Roundup enthält den Wirkstoff Glyphosat und war in der Landwirtschaft und bei Gärtnern lange Zeit sehr beliebt, weil sie damit Unkräuter in Gärten und auf Äckern einfach sowie relativ günstig beseitigen konnten. Bald aber geriet das Mittel als angebliche Ursache für Krebserkrankungen und für Umweltschäden in die Schlagzeilen. Und obwohl manche Studien den Vorwürfen widersprachen, kam es in den USA zu Massenklagen, für die Bayer Milliarden aufwenden musste.

Enorme Verluste wegen Klagen

Allein in den vergangenen fünf Jahren verbuchte der Konzern Verluste von knapp 16 Milliarden Euro. Seine Aktie hat an den Börsen in zehn Jahren knapp 90 Prozent ihres Wertes verloren. Nun aber möchte das Management das Problem um jeden Preis loswerden. In den vergangenen Tagen hat es bekanntgegeben, anlässlich der demnächst anstehenden Jahreshauptversammlung die Genehmigung für eine Kapitalerhöhung in den nächsten drei Jahren einzuholen.

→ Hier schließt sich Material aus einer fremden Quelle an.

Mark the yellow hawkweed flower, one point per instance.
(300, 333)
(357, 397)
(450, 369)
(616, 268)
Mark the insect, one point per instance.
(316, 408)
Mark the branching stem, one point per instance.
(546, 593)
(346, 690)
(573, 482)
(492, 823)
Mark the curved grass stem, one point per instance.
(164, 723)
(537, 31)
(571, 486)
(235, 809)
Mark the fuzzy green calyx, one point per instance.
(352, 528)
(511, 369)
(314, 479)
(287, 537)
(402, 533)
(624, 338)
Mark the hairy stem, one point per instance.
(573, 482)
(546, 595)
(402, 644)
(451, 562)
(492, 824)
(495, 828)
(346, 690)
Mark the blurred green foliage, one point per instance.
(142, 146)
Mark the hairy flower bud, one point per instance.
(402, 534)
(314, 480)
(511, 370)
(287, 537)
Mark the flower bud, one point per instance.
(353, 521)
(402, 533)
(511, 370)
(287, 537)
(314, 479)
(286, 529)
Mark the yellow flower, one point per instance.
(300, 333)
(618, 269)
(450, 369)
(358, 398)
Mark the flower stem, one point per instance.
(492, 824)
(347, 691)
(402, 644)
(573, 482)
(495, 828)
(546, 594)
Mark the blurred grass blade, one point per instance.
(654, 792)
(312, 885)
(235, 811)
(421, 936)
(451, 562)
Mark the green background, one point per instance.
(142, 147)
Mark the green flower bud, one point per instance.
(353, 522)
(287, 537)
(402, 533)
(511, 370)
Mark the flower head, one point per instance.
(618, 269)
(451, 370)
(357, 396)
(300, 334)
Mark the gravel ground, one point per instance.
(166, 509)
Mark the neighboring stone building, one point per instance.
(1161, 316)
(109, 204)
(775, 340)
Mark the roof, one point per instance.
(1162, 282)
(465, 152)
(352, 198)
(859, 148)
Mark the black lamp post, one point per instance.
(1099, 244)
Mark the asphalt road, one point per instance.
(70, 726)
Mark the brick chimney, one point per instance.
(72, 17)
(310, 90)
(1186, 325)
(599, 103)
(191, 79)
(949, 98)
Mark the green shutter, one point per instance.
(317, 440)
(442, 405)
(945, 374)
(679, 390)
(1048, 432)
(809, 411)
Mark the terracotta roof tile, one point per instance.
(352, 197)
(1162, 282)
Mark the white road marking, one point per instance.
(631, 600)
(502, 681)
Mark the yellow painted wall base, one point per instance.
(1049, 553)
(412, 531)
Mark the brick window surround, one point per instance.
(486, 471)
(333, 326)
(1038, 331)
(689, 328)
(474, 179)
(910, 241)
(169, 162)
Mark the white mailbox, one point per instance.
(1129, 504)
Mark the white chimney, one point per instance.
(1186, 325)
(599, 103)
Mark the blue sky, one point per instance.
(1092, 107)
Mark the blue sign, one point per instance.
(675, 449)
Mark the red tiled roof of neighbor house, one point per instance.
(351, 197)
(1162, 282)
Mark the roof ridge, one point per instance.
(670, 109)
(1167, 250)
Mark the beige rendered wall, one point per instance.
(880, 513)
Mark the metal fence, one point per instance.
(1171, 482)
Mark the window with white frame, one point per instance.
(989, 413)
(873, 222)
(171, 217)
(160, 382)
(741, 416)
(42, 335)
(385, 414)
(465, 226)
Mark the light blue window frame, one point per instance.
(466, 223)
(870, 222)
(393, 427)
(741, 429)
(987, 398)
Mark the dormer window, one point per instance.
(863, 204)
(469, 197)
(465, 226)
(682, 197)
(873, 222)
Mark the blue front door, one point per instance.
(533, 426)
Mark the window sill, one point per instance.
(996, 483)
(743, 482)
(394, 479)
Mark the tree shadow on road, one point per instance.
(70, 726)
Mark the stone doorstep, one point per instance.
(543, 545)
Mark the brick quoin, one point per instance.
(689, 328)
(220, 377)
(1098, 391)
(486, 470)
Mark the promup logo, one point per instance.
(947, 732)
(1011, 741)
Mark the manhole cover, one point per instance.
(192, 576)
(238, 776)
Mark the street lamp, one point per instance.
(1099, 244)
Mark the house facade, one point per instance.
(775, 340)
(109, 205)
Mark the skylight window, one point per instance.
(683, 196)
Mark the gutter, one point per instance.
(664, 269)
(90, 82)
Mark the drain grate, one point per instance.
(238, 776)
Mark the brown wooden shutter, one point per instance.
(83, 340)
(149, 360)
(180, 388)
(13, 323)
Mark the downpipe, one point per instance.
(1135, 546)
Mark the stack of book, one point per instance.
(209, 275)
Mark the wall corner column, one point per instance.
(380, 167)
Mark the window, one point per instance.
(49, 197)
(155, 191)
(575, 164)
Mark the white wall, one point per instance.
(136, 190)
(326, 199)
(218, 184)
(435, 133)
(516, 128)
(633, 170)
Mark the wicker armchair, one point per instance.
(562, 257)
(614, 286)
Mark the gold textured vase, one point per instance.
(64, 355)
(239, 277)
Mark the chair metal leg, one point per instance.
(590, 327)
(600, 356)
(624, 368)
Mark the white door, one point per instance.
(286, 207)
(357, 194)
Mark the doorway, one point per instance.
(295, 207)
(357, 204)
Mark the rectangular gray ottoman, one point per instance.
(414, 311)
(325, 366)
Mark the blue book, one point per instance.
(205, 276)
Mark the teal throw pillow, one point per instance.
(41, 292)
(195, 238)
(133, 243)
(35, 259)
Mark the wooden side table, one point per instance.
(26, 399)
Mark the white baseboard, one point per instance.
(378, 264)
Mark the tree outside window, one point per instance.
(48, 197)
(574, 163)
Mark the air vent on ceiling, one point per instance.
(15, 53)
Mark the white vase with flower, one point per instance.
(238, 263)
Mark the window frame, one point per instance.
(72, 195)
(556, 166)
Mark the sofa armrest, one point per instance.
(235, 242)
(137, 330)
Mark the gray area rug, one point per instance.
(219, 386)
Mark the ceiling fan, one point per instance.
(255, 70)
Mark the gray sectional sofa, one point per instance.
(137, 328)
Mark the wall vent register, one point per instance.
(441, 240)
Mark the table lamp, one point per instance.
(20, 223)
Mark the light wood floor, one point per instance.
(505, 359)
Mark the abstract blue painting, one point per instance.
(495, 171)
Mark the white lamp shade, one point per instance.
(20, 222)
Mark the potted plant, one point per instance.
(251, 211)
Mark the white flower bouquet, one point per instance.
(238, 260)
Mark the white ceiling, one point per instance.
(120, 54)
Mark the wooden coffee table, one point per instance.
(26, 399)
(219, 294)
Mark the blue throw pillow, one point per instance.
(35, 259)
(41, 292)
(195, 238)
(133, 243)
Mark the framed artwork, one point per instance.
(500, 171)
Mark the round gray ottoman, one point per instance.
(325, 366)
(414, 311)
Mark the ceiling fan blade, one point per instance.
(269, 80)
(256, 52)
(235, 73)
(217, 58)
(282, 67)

Es geht ihm darum, ein Finanzpolster zu haben, um im günstigsten Fall die Beilegung aller ausstehenden Rechtsstreitigkeiten finanzieren zu können. Schon im Jahr 2020 war es gelungen, 114 000 Klagen für eine Summe von etwa 13 Milliarden Euro beizulegen oder für unzulässig erklären zu lassen. Nun sind noch Verfahren mit etwa 67 000 Klägern offen. Und das Management scheint wild entschlossen zu sein, die Rechtsstreitigkeiten in näherer Zukunft um jeden Preis zu beenden.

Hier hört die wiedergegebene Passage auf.